Nous, Européens, nous sommes les civilisés, et pour nous, les Chinois sont les barbares. Voila ce que la civilisation a fait à la barbarie. 

Devant l'histoire, l'un des deux bandits s'appellera la France, l'autre s'appellera l'Angleterre. Mais je proteste, et je vous remercie de m'en donner l'occasion ; les crimes de ceux qui mènent ne sont pas la faute de ceux qui sont menés ; les gouvernements sont quelquefois des bandits, les peuples jamais. 

L'empire français a empoché la moitié de cette victoire et il étale aujourd'hui avec une sorte de naïveté de propriétaire, le splendide bric-à-brac du Palais d'été . 

J'espère qu'un jour viendra où la France, délivrée et nettoyée, renverra ce butin à la Chine spoliée. 

En attendant, il y a un vol et deux voleurs, je le constate. 

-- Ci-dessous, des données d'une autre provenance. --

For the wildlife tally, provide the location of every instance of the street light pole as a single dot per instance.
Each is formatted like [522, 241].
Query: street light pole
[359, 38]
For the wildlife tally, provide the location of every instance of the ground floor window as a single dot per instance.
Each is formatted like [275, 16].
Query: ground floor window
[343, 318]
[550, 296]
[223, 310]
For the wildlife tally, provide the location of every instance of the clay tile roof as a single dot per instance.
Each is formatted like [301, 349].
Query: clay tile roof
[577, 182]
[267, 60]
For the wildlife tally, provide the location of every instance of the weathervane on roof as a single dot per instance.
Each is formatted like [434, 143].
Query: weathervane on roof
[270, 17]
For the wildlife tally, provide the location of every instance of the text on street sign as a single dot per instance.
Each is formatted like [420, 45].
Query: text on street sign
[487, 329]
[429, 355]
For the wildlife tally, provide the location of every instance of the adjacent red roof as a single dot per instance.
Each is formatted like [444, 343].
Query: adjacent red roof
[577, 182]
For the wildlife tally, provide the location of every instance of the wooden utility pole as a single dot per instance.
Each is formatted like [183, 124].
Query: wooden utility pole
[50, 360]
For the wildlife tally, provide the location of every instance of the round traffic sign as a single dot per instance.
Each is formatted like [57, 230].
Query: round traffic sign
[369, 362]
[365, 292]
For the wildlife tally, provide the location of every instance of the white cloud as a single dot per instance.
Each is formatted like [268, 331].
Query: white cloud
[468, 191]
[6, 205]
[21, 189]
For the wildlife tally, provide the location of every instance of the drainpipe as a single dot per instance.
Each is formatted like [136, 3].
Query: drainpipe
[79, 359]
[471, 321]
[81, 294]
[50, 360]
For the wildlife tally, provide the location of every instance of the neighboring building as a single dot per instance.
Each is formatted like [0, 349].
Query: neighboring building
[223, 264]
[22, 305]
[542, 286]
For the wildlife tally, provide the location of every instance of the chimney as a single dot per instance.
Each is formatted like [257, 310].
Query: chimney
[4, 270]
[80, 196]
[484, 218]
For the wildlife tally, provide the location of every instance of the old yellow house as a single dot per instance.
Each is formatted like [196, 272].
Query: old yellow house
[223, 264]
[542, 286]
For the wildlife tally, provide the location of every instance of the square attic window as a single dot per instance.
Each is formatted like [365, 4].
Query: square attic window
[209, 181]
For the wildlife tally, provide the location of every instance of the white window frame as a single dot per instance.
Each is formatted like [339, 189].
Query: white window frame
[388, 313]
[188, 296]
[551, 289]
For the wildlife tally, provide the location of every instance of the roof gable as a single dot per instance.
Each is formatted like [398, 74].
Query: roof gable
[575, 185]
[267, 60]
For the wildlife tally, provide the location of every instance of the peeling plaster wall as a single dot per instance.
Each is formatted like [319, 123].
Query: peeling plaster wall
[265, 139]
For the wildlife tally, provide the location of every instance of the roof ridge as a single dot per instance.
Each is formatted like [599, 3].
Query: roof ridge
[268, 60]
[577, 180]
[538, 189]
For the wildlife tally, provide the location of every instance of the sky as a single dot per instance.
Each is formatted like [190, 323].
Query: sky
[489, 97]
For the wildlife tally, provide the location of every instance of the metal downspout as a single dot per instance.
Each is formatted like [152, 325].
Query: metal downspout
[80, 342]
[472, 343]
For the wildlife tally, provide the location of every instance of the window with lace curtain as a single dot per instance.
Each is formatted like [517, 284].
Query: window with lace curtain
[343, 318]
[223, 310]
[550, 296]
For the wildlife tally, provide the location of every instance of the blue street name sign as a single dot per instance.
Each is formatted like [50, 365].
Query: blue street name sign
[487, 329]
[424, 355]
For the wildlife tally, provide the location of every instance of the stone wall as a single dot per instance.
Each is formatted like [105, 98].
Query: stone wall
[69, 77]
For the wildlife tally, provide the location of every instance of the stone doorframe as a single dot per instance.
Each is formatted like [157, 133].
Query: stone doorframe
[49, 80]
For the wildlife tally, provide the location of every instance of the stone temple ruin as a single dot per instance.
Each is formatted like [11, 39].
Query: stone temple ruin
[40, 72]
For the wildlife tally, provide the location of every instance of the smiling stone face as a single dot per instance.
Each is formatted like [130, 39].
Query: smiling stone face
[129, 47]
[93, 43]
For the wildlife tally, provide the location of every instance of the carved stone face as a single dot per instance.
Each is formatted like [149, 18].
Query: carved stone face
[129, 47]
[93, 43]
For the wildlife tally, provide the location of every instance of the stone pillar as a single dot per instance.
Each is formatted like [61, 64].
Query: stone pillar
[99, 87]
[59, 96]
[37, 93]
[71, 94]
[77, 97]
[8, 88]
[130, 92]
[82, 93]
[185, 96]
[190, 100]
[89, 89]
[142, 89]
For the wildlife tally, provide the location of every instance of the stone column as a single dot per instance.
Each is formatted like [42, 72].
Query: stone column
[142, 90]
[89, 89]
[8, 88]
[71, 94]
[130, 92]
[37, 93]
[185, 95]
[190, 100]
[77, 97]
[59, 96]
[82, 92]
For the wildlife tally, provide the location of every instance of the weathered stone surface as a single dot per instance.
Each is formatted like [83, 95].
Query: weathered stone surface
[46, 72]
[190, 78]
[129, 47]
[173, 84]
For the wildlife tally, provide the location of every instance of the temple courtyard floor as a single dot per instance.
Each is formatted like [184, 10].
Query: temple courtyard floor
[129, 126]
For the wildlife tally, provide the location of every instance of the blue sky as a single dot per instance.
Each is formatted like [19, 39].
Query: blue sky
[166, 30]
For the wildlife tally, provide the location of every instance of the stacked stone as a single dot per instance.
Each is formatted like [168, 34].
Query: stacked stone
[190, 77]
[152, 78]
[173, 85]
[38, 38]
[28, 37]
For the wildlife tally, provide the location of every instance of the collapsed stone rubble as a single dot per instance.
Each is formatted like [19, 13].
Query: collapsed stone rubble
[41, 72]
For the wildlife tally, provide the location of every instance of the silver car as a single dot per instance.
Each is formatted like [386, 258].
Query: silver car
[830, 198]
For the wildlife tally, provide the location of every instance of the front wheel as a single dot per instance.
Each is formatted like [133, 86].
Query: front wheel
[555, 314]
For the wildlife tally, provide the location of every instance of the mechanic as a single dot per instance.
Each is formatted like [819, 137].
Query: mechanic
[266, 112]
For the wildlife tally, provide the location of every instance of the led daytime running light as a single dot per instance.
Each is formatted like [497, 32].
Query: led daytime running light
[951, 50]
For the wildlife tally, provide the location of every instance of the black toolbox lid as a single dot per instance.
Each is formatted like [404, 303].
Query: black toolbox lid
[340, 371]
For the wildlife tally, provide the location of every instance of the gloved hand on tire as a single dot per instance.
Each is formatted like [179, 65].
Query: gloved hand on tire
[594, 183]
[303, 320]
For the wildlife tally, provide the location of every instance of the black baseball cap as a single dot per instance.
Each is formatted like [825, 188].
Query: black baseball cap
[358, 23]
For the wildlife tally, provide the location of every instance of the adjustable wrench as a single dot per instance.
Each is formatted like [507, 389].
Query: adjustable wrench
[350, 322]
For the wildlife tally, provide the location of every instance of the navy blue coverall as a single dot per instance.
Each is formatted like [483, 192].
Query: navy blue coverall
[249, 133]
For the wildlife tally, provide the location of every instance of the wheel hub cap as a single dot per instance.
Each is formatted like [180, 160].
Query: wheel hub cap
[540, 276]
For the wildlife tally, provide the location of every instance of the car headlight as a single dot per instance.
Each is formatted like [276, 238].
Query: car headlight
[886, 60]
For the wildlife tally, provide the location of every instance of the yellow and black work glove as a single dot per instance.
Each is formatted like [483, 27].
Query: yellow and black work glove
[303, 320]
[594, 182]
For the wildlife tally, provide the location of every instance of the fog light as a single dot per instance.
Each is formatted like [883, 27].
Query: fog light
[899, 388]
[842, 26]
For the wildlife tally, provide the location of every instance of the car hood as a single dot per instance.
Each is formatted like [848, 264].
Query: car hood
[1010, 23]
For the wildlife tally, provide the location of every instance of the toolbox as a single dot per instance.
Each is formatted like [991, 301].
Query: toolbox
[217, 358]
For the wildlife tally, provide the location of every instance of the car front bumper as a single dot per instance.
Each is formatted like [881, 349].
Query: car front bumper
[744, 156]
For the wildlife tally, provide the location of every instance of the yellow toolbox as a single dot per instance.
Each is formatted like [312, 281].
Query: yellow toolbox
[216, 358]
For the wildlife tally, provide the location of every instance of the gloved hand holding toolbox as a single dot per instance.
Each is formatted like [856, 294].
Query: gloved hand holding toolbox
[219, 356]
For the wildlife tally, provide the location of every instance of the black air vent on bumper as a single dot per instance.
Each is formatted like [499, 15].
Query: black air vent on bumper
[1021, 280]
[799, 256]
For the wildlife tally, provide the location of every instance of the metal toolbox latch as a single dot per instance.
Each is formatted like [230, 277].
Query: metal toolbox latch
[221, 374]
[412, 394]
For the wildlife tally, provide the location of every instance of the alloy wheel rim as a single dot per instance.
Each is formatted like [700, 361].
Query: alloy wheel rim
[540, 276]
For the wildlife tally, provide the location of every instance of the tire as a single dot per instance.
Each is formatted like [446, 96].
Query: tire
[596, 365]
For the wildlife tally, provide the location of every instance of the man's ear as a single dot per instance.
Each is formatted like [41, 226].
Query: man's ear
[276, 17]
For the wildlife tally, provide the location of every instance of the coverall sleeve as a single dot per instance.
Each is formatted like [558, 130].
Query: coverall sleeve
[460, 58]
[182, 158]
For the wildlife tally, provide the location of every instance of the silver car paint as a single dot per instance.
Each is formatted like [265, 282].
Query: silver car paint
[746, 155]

Telle est, monsieur, la quantité d'approbation que je donne à l'expédition.


Victor Hugo 



Je dois vous avouer que ce texte magistral me fait penser à un grand Antillais, je veux dire, un grand homme, un grand écrivain au style aussi flamboyant que celui de Hugo : j'ai nommé le regretté Aimé Césaire !

Observation : "... les gouvernements sont quelquefois des bandits, les peuples jamais.". Ouais ! Ça se discute ! Parce que Victor Hugo écrit depuis son exil dans les Îles anglo-normandes (Guernesey), et la France vit sous la dictature de Napoléon... Le Petit. L'irresponsabilité des peuples évoquée par Hugo ne vaut, donc, qu'en régime de dictature. Aujourd'hui, les pays du monde dit civilisé sont des démocraties, avec pouvoir au peuple. Ce dernier est donc responsable et co-comptable des crimes commis par ses dirigeants en son nom.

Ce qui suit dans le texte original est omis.